Kalimat sederhana ini sesungguhnya mengandung teologi yang dalam mengenai misi gereja. Doa dan firman bukan hanya bagian dari aktivitas rohani, tetapi inti dari panggilan gereja. John Calvin menekankan bahwa gereja sejati dikenal dari dua tanda utama: firman diberitakan dengan murni, dan sakramen dilayankan dengan benar. Dari situ kita melihat bahwa pelayanan firman adalah jantung gereja. Namun, firman tidak dapat dilepaskan dari doa, sebab doa adalah napas gereja yang membuat pelayanan firman hidup dan berkuasa.
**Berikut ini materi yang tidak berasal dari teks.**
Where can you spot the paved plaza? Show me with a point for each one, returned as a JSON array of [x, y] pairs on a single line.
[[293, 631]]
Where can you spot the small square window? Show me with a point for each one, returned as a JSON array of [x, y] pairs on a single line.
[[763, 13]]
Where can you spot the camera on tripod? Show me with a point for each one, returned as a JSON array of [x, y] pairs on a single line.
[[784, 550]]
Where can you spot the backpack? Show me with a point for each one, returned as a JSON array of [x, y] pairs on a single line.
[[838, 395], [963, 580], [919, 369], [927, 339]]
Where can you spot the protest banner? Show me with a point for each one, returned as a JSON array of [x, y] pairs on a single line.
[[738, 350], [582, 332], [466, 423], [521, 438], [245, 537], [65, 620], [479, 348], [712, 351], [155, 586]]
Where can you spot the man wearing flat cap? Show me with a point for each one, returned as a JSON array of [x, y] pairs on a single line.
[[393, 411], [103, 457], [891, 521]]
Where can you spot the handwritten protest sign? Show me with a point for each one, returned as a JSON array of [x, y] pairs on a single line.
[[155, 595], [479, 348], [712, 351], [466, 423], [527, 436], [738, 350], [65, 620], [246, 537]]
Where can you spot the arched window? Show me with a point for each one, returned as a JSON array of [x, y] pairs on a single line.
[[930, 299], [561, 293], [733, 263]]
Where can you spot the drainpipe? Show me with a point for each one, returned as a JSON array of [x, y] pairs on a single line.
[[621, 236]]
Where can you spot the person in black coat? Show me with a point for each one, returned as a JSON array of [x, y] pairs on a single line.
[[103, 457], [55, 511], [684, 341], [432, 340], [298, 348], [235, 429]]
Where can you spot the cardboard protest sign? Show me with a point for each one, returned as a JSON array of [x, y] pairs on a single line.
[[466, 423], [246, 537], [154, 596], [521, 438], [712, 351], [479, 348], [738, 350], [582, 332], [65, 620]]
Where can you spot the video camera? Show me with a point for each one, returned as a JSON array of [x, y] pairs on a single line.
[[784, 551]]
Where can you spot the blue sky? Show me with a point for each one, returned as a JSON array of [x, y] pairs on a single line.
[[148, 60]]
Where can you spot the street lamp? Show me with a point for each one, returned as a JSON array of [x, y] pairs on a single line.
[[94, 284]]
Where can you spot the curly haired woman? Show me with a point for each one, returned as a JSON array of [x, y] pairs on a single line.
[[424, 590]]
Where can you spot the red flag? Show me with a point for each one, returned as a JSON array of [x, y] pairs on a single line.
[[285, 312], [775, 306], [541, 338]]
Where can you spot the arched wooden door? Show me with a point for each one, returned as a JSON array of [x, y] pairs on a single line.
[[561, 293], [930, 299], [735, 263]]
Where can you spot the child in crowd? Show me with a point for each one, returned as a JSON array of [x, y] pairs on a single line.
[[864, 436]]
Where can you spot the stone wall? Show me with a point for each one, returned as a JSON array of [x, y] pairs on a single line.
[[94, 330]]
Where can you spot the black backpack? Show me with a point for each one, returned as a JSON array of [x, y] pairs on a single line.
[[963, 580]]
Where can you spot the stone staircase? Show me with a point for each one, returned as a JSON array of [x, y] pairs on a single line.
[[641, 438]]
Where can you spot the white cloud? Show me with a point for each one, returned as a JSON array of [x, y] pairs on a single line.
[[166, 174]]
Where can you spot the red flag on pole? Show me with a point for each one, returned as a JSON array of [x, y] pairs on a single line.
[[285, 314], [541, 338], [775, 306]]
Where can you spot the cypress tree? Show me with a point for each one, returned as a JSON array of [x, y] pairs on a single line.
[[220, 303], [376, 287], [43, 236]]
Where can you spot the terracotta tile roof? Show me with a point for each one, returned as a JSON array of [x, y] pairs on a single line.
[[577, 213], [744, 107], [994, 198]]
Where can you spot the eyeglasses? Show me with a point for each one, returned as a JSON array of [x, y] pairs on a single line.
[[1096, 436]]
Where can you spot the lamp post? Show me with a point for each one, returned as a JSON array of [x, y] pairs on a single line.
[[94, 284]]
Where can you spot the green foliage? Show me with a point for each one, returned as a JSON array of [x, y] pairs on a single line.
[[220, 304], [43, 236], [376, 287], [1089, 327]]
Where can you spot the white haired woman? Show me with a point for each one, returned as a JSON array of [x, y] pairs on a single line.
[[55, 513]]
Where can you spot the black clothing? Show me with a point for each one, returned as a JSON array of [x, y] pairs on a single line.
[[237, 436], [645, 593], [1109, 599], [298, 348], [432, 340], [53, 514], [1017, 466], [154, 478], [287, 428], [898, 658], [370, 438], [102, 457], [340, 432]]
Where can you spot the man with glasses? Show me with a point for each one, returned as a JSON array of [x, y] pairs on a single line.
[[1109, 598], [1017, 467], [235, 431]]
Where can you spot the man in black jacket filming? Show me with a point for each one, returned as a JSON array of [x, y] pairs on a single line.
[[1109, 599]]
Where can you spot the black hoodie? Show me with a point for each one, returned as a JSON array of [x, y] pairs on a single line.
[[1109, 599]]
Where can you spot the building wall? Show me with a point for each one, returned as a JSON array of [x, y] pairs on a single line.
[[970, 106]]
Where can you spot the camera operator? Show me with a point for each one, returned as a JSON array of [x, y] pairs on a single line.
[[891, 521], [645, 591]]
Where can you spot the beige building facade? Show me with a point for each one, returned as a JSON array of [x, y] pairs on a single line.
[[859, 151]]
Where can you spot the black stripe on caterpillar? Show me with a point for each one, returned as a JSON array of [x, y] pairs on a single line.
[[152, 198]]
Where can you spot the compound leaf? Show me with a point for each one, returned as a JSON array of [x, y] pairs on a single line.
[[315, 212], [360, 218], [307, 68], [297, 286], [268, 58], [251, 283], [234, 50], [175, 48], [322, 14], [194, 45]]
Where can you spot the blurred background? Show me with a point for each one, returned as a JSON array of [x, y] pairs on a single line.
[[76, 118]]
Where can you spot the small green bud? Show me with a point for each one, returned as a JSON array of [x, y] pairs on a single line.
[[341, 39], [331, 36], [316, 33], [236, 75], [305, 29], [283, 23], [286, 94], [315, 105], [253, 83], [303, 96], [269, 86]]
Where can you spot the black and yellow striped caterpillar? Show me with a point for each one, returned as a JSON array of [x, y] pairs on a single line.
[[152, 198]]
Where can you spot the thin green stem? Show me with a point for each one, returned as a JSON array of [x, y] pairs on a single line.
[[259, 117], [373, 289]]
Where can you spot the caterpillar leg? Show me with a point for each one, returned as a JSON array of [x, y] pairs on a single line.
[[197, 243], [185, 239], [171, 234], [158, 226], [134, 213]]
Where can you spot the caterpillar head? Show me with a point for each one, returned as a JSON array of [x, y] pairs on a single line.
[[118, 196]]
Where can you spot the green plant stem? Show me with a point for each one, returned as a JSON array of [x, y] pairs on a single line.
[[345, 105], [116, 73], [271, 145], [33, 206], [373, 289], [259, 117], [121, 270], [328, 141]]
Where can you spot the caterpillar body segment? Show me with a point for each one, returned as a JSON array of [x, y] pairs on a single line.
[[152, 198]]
Mari kita menguraikan teks ini dalam tiga pokok besar:
-
Konteks pelayanan gereja mula-mula (Kis. 6:1–3).
-
Doa sebagai prioritas rohani gereja.
-
Pelayanan firman sebagai panggilan utama hamba Tuhan.
Akhirnya, kita akan melihat bagaimana dua hal ini—doa dan firman—menjadi fondasi bagi kehidupan gereja di segala zaman, termasuk bagi kita hari ini.
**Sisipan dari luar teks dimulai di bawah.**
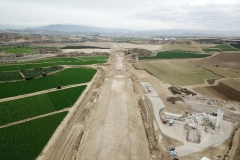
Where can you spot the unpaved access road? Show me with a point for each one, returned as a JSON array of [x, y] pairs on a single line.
[[113, 130]]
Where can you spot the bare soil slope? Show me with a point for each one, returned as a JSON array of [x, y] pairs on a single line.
[[228, 60]]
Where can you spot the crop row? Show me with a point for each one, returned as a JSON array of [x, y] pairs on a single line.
[[51, 62], [83, 47], [25, 141], [16, 110], [63, 78]]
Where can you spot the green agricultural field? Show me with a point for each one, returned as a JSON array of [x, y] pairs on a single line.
[[83, 47], [25, 141], [236, 46], [17, 49], [174, 55], [39, 71], [63, 78], [16, 110], [211, 50], [188, 48], [223, 72], [10, 76], [49, 62], [177, 72]]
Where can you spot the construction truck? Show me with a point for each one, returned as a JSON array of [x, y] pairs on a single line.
[[170, 122]]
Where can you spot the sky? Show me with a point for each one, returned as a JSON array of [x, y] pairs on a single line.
[[125, 14]]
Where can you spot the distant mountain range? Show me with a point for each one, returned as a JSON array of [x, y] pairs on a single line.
[[97, 30]]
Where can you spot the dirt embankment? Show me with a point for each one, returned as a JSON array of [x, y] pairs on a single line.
[[226, 60], [227, 90], [234, 152], [141, 52]]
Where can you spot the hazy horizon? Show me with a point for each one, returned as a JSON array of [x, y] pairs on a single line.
[[132, 15]]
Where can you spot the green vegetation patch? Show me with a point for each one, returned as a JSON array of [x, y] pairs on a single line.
[[84, 47], [10, 76], [63, 78], [47, 63], [211, 50], [25, 141], [17, 49], [175, 55], [40, 71], [236, 45], [16, 110]]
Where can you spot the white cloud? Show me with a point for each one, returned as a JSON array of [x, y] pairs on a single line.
[[131, 14]]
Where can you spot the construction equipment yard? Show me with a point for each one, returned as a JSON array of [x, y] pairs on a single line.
[[126, 113]]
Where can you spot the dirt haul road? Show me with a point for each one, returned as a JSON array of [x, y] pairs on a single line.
[[114, 129]]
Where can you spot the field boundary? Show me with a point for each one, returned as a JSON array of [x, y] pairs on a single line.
[[42, 92], [58, 132], [33, 118]]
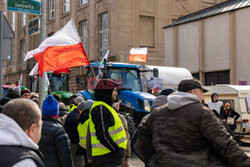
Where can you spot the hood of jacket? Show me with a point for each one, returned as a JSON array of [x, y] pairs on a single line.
[[12, 134], [179, 99]]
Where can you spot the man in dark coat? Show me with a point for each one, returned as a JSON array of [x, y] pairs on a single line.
[[54, 143], [70, 126], [102, 118], [186, 133], [162, 99], [20, 131]]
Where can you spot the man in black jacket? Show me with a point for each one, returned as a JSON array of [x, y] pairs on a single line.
[[186, 133], [70, 126], [54, 143], [20, 131], [103, 118]]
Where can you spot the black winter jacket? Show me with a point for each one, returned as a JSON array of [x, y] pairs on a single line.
[[186, 133], [103, 119], [55, 144], [70, 126]]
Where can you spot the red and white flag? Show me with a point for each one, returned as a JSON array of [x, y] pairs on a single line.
[[62, 50], [138, 55]]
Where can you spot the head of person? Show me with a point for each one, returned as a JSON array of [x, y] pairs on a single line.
[[89, 104], [50, 106], [72, 99], [214, 97], [27, 115], [25, 93], [106, 91], [167, 91], [78, 100], [192, 86], [228, 106]]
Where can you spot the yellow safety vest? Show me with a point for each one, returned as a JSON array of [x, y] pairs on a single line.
[[116, 132], [82, 131], [72, 107]]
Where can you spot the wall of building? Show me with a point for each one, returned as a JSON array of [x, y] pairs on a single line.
[[188, 50]]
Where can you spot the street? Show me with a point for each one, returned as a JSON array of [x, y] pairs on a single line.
[[136, 162]]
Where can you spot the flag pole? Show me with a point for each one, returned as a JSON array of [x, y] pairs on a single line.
[[42, 92]]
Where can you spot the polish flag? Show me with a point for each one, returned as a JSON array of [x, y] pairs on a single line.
[[138, 55], [62, 50]]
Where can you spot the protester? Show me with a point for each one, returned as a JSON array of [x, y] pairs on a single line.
[[70, 126], [108, 137], [230, 113], [25, 93], [186, 133], [54, 143], [3, 102], [126, 162], [215, 104], [13, 92], [83, 128], [20, 131], [62, 109], [72, 103], [162, 99]]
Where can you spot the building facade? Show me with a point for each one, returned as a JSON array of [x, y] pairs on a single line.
[[212, 43], [115, 25]]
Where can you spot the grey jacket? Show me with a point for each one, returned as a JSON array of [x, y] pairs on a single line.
[[186, 133]]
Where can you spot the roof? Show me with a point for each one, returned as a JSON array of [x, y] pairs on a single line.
[[224, 7], [118, 65]]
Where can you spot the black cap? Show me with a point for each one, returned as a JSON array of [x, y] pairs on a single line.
[[189, 84]]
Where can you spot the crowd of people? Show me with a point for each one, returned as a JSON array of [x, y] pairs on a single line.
[[179, 131]]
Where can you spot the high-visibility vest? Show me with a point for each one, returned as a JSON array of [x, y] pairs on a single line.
[[72, 107], [82, 131], [116, 132]]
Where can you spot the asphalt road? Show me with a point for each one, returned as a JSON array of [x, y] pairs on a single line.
[[136, 162]]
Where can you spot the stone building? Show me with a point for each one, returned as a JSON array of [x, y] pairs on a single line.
[[212, 43], [117, 25]]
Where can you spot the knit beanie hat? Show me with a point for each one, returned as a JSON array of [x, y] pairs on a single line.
[[79, 100], [24, 90], [50, 106], [81, 106], [88, 104]]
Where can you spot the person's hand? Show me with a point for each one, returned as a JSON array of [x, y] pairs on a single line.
[[126, 162]]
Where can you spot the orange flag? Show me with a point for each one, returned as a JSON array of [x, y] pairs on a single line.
[[138, 55], [62, 50]]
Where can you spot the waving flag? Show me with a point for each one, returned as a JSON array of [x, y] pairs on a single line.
[[101, 66], [138, 55], [62, 50]]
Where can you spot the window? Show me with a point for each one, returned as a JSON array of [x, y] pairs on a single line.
[[84, 34], [23, 18], [66, 6], [13, 19], [22, 50], [83, 2], [219, 77], [51, 9], [103, 34]]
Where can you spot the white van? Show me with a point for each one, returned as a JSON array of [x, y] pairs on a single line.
[[239, 98]]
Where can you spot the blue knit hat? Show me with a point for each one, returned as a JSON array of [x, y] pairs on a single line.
[[50, 106]]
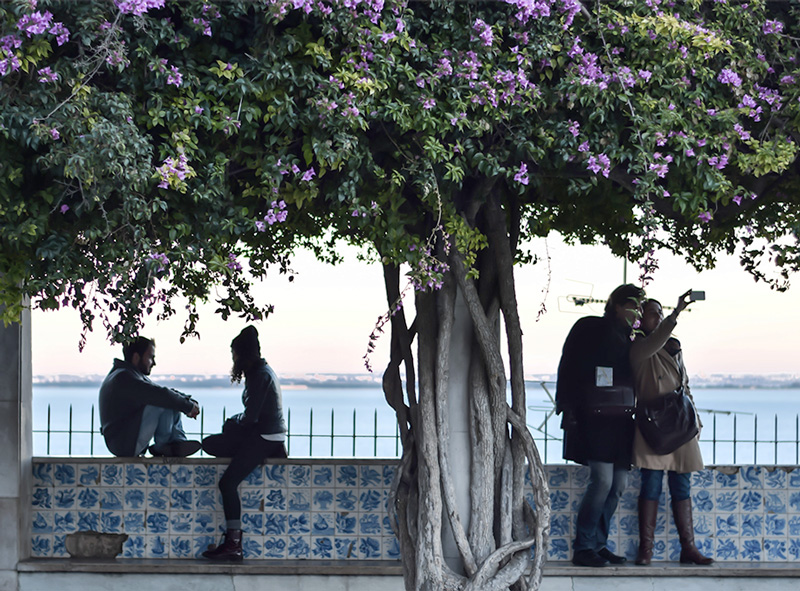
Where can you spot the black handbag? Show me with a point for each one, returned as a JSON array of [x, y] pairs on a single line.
[[667, 422]]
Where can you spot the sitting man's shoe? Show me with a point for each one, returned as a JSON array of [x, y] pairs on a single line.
[[588, 558], [175, 449], [611, 557]]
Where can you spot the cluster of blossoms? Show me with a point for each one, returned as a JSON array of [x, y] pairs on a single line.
[[172, 170], [233, 264], [137, 7], [275, 214], [159, 261]]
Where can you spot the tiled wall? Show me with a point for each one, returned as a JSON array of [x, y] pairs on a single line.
[[316, 510]]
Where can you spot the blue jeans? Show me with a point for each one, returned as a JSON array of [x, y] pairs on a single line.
[[606, 483], [680, 485], [161, 424]]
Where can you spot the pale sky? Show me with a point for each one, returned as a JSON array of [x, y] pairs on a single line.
[[323, 319]]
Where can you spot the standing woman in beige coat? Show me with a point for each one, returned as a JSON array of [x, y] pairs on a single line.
[[658, 369]]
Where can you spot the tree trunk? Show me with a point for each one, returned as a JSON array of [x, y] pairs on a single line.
[[458, 505]]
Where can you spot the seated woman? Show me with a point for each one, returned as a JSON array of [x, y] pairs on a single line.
[[247, 438], [658, 368]]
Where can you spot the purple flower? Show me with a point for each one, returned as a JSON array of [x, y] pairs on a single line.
[[728, 76], [772, 27], [522, 174]]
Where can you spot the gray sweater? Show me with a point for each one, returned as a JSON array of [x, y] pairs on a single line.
[[124, 394]]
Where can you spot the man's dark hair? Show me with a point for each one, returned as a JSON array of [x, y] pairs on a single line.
[[625, 293], [248, 352], [138, 345]]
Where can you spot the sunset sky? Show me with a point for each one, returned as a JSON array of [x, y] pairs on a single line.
[[323, 319]]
1. Konteks Pelayanan Gereja Mula-Mula (Kis. 6:1–3)
Sebelum masuk ke ayat 4, kita perlu memahami latar belakangnya. Jemaat Yerusalem bertumbuh sangat cepat, tetapi pertumbuhan itu membawa masalah. Ada keluhan dari orang-orang Yahudi berbahasa Yunani (Hellenis) karena janda-janda mereka diabaikan dalam pembagian bantuan harian. Krisis ini bisa menimbulkan perpecahan, jika tidak ditangani dengan bijaksana.
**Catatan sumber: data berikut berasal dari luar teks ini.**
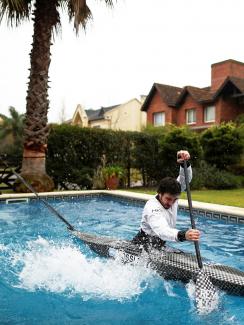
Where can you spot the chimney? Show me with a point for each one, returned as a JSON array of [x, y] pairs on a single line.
[[221, 70]]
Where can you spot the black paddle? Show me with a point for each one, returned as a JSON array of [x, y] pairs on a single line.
[[206, 293], [70, 227]]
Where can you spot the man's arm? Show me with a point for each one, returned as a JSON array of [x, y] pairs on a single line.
[[181, 156]]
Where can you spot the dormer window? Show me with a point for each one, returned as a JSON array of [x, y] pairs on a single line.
[[191, 116], [209, 114], [159, 119]]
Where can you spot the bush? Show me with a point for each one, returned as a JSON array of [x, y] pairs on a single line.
[[207, 176], [222, 145]]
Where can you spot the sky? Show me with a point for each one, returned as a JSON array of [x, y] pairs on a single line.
[[123, 51]]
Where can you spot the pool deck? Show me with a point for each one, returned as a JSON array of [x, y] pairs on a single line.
[[209, 210]]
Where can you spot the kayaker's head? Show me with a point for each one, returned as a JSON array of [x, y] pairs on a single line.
[[169, 190]]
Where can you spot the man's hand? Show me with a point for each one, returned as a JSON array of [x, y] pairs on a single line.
[[182, 155], [193, 234]]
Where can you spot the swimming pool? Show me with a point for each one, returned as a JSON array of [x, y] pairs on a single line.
[[49, 277]]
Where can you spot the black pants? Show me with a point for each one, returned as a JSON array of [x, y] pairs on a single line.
[[148, 241]]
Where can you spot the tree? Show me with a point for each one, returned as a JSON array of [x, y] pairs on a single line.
[[46, 17], [12, 127], [222, 145]]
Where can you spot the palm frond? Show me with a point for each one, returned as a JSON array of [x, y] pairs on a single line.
[[77, 11], [15, 11]]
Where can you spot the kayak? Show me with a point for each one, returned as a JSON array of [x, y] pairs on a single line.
[[171, 263]]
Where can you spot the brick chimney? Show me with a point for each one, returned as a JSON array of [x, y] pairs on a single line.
[[221, 70]]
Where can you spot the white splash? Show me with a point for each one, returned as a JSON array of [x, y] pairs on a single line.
[[64, 269], [205, 301], [2, 248]]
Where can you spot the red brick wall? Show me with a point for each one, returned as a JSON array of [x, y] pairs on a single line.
[[220, 71], [225, 110], [158, 105]]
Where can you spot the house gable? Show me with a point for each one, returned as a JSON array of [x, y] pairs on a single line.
[[205, 106]]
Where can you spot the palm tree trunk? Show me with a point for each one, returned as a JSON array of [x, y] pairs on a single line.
[[36, 128]]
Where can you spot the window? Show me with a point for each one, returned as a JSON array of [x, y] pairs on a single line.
[[159, 119], [209, 114], [191, 116]]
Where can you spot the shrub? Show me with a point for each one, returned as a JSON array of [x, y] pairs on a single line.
[[222, 145], [208, 176]]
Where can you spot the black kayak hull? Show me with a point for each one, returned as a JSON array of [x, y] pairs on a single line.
[[170, 263]]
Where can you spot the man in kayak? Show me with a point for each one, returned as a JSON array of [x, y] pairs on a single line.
[[160, 213]]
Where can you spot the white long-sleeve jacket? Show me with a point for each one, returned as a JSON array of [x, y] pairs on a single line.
[[160, 222]]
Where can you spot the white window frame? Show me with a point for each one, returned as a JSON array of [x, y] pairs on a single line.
[[206, 118], [159, 119], [191, 116]]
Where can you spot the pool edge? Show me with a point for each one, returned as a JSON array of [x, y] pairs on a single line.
[[208, 210]]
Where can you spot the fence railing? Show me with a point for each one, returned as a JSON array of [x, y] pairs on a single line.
[[7, 178]]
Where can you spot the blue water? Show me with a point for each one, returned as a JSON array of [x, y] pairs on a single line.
[[49, 277]]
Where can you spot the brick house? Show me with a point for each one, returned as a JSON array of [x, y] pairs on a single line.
[[199, 108]]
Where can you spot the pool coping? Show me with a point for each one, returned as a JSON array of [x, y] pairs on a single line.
[[208, 210]]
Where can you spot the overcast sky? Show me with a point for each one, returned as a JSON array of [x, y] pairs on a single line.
[[124, 51]]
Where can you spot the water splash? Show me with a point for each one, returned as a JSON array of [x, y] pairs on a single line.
[[62, 268], [205, 301]]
Para rasul tidak mengabaikan kebutuhan itu, tetapi mereka menyadari bahwa tidak mungkin mereka sendiri menangani semuanya. Karena itu, mereka meminta jemaat memilih tujuh orang penuh Roh Kudus dan hikmat untuk mengatur hal-hal praktis itu. Lalu mereka menegaskan prioritas mereka: “Sedangkan kami akan tetap setia dalam doa dan pelayanan firman.”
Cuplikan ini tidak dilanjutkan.